Professor Lindsay Bremner, Principal Investigator

LindsayWEB

Lindsay Bremner is a Professor and former Director of Architectural Research in the Faculty of Architecture and the Built Environment at the University of Westminster. She was previously Professor of Architecture in the Tyler School of Art at Temple University in Philadelphia (2006 – 2011), a Visiting Professor at MIT (2005), and Chair of Architecture at the University of the Witwatersrand in Johannesburg (1998 – 2004). She began her career working on post-apartheid Johannesburg.
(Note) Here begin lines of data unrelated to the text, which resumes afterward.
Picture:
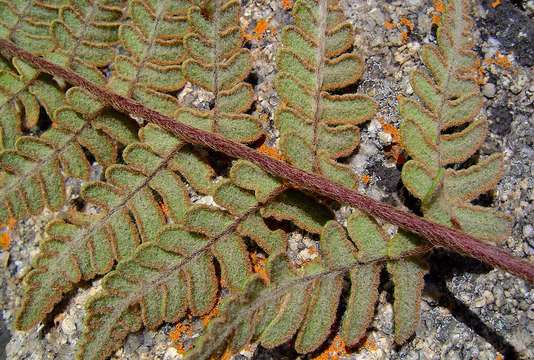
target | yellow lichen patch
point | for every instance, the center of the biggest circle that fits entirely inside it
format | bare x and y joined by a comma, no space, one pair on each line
262,25
176,335
287,4
407,22
226,356
270,151
389,25
369,344
496,3
500,60
393,131
258,266
165,209
206,318
439,6
334,352
5,241
11,223
404,37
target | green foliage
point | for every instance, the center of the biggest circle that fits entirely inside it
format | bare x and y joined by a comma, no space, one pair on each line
219,64
304,301
146,229
450,98
317,127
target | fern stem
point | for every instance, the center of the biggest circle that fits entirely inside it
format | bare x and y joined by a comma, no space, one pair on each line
437,234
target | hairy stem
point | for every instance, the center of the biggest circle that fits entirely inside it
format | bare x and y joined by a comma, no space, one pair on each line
437,234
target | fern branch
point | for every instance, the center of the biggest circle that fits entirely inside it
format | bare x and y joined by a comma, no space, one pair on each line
437,234
316,126
158,265
450,96
238,310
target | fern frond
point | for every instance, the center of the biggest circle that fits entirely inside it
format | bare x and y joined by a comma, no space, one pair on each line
26,23
450,97
153,39
35,168
129,213
304,302
22,94
84,35
317,127
219,64
186,251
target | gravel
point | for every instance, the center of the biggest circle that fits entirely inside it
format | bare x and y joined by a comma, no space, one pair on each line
468,310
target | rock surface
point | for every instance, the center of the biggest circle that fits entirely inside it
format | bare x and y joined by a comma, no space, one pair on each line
468,310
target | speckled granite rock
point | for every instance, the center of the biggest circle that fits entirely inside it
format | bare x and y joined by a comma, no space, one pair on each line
469,310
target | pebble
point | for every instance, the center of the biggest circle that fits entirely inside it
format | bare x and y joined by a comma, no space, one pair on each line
528,230
68,325
489,90
171,354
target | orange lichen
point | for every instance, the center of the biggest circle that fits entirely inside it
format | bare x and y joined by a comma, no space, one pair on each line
165,209
206,318
259,31
393,131
270,151
258,266
408,23
261,27
11,223
5,241
287,4
404,37
500,60
226,356
389,25
439,6
395,152
370,345
176,335
334,352
496,3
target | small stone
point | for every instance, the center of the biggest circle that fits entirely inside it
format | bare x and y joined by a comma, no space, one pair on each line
528,230
489,90
171,354
385,138
488,297
377,15
68,326
480,302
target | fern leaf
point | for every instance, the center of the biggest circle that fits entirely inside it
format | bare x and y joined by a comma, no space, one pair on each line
304,302
219,64
208,233
26,23
450,97
95,243
22,93
307,309
61,150
84,34
153,37
317,127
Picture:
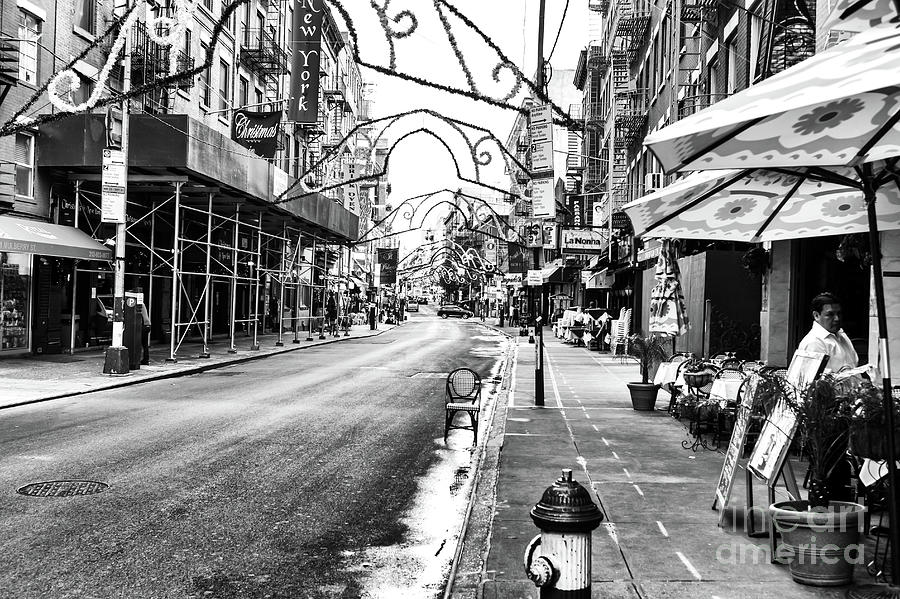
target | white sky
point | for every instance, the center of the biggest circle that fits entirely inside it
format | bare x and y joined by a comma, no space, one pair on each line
420,164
Her writing on the city include numerous peer reviewed articles, book chapters and two books, Writing the City into Being: Essays on Johannesburg 1998 – 2008 (2010) and Johannesburg: One City Colliding Worlds (2004). Prior to being awarded the European Research Council Starting Grant for Monsoon Assemblages in 2016, she was involved in two ongoing research initiatives: Folded Ocean, which investigated the organisational and spatial logics of the Indian Ocean world and Geoarchitecture, researching intersections between architecture, geology and politics. These were precursors to Monsoon Assemblages. Bremner holds a B.Arch from the University of Cape Town and M.Arch and DSc.Arch from the University of the Witwatersrand, Johannesburg.


SELECTED PUBLICATIONS

  • Bremner, L. (2016). “Thinking architecture from an Indian Ocean aquapelago.” GeoHumanities 2(2): 284-310.
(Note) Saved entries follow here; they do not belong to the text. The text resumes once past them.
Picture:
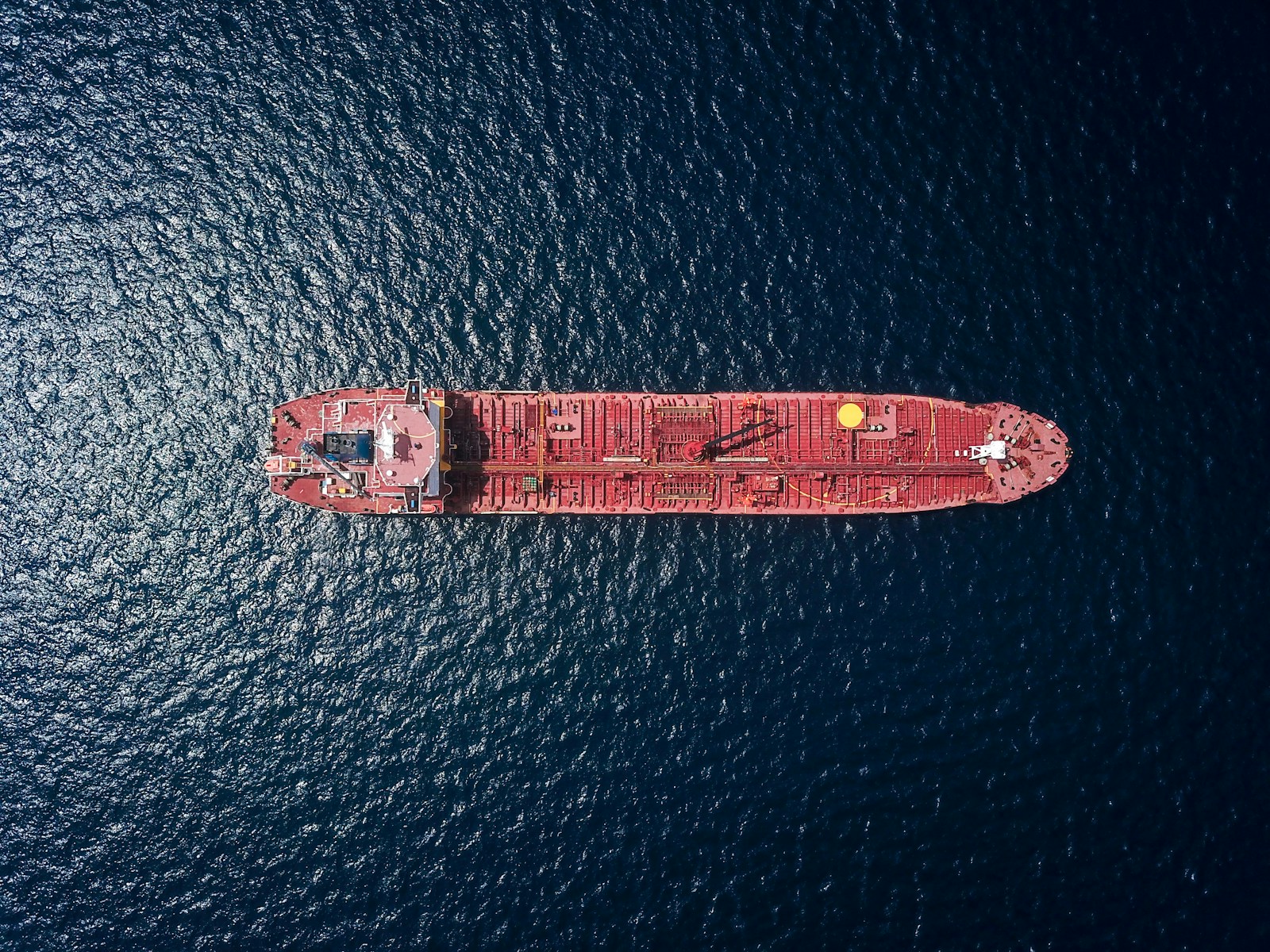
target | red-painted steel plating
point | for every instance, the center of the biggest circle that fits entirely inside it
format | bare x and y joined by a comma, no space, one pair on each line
413,451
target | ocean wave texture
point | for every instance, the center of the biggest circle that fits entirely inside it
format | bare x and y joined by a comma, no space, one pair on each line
228,723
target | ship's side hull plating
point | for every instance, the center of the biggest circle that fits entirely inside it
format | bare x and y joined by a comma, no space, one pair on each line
412,451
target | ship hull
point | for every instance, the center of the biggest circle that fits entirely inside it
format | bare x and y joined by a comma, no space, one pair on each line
406,451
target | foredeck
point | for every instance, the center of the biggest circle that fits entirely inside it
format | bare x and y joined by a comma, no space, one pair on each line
728,454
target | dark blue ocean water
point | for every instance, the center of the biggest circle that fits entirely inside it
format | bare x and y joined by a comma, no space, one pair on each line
228,723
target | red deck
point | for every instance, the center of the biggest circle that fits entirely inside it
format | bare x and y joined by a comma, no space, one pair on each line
432,451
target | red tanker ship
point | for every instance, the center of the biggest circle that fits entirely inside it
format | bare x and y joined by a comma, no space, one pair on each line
413,451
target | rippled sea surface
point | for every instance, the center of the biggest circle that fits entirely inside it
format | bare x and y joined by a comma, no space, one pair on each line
229,723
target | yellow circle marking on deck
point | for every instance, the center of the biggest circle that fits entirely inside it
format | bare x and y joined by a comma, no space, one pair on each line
851,416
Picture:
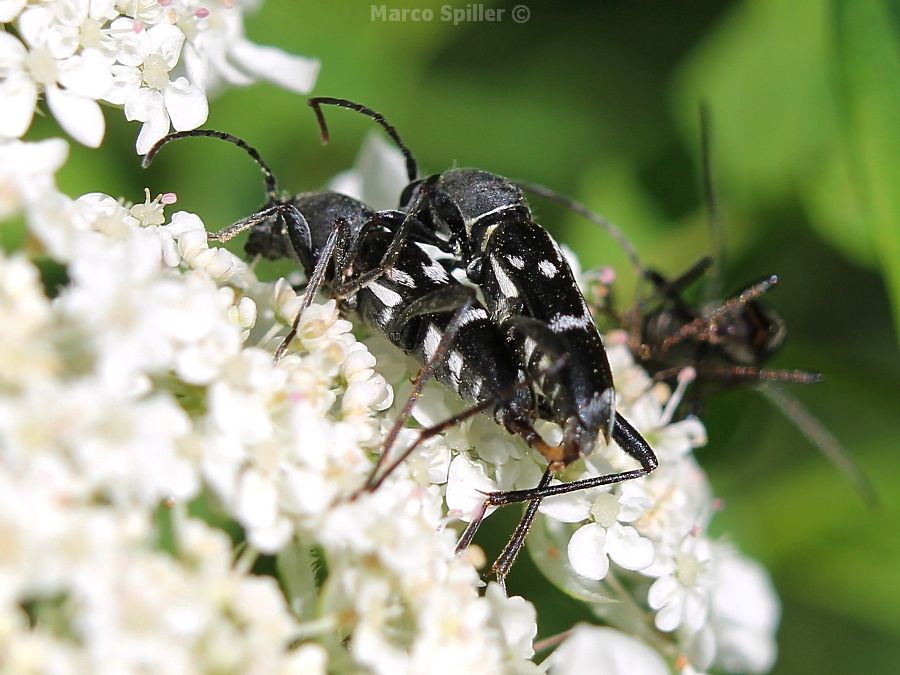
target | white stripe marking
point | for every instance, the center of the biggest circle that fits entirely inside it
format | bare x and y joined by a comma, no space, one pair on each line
507,287
547,268
454,362
564,322
389,297
400,277
432,339
435,271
  • Bremner, L. and Bottazzi, R. (eds.). (2016). Architecture, Energy, Matter: DS18 2013-2015. London: Department of Architecture, University of Westminster <http://www.studioasbook.org>
  • Bremner, L. (2014). “Fluid Ontologies in the Search for MH370.” Journal of the Indian Ocean Region 11(1), 8-29.
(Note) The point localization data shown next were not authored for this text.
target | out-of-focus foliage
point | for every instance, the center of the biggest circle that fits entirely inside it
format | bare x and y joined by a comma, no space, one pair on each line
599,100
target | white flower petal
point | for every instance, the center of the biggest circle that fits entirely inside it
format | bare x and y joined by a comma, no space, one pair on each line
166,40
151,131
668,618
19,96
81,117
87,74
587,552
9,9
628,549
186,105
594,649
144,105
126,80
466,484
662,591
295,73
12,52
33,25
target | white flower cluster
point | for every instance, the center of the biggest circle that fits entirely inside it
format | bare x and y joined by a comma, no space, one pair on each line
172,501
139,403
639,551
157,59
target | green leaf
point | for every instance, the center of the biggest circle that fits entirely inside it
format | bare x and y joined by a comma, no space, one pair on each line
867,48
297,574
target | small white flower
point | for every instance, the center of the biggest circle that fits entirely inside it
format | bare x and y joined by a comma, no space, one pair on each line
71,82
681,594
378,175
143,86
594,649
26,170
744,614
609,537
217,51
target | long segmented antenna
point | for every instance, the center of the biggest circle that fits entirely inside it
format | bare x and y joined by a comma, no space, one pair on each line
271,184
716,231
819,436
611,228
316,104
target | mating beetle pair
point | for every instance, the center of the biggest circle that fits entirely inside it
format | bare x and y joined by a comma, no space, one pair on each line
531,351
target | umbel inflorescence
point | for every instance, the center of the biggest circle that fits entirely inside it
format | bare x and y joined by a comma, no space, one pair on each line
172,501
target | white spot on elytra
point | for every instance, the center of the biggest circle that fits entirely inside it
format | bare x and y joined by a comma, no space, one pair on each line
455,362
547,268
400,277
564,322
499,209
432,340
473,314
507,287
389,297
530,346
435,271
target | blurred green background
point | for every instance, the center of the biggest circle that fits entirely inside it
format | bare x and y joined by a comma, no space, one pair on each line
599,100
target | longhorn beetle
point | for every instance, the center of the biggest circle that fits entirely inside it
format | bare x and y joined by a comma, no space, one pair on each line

  • Bremner, L. (2013). “Folded Ocean: The Spatial Transformation of the Indian Ocean World.”Journal of the Indian Ocean Region  10(1): 18-45.
  • Bremner, L. (2013). “Towards a Minor Global Architecture at Lamu, Kenya.” Social Dynamics: 39(3):397-413.
  • Bremner, L. (2013). “The Political Life of Rising Acid Mine Water.” Urban Forum 24(4): 463-483.